The idea for an alternative Widow’s Support Group came after she attended an established group led by a social worker. After the meeting, she was asked not to return. It was quite a shock to be kicked out of a Widow’s Support Group, of all things. Apparently, she wasn’t wallowing in her tragedy, sadness and confusion in the most socially acceptable way. After that experience, Aikman opted to create her own kind of positive, moving forward support group where one of the women set the tone by saying that the best antidote to unhappiness was replacing it with happiness.
The group planned monthly meetings on Saturday nights, the most difficult night of the week for newly widowed or divorced women who are no longer welcomed by their coupled friends. They began stepping out of their lives to make great adventures happen and chose to travel to Morocco, one place none of them had ever been before. As a group and individually, they created their own life-changing experiences, responding in their own way. In Morocco, they immersed in local rituals and traditions. Their guide planned a number of surprise activities for them, including an evening meeting with Moroccan widows, communicating via an interpreter.

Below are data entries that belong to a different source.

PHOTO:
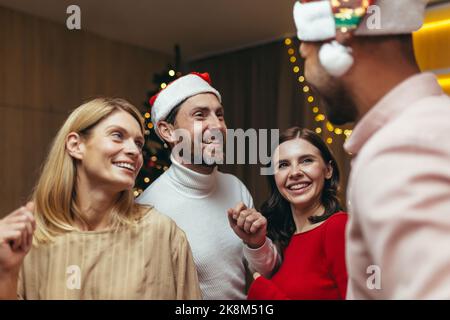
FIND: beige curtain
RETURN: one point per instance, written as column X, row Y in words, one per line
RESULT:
column 260, row 90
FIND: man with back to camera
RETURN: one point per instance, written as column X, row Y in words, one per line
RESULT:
column 399, row 187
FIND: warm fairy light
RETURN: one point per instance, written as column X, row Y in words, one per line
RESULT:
column 306, row 89
column 319, row 117
column 330, row 127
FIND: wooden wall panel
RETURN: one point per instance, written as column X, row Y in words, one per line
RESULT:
column 47, row 70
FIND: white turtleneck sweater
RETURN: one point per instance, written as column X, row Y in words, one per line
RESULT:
column 198, row 203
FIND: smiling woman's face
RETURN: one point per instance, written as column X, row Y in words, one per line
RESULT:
column 300, row 173
column 111, row 156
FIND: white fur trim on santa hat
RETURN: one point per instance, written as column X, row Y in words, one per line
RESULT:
column 314, row 21
column 175, row 93
column 394, row 17
column 336, row 58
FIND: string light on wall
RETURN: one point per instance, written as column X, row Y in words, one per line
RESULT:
column 323, row 125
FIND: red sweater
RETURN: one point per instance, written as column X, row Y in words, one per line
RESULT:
column 313, row 266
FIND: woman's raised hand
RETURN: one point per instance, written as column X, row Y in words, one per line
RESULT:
column 16, row 237
column 248, row 224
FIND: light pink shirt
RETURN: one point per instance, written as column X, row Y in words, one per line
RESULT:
column 399, row 196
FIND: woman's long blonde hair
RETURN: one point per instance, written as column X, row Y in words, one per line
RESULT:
column 55, row 192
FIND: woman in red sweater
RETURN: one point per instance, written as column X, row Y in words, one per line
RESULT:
column 305, row 221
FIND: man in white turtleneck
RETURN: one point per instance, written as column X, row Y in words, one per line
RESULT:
column 198, row 196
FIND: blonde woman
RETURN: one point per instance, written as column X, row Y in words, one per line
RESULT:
column 91, row 240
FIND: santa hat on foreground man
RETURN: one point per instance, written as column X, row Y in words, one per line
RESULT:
column 321, row 20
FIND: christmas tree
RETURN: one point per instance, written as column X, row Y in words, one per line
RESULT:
column 155, row 152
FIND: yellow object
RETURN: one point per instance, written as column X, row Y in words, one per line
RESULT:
column 432, row 44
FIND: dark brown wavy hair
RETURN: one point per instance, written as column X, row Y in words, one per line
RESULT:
column 277, row 209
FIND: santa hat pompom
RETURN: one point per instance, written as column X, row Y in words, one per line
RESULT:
column 336, row 58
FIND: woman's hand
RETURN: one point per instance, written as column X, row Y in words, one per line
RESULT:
column 248, row 224
column 16, row 237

Life-changing travel can happen anytime, anywhere, by design, happenstance or history. These six women were all very different from each other yet were each rebuilding their lives after a major life change and loss. The wide variety of opinions on how they most wanted to spend their time on this trip was almost comical. There are life changing trips some travelers dream about visiting a particular place while others are surprised by their own personal growth in ways not previously considered. My personal motto is: Don’t wait for a tragedy to strike to create a change or make something great happen. Enjoy today. Where will you go next? What will you do? Whose life will you change?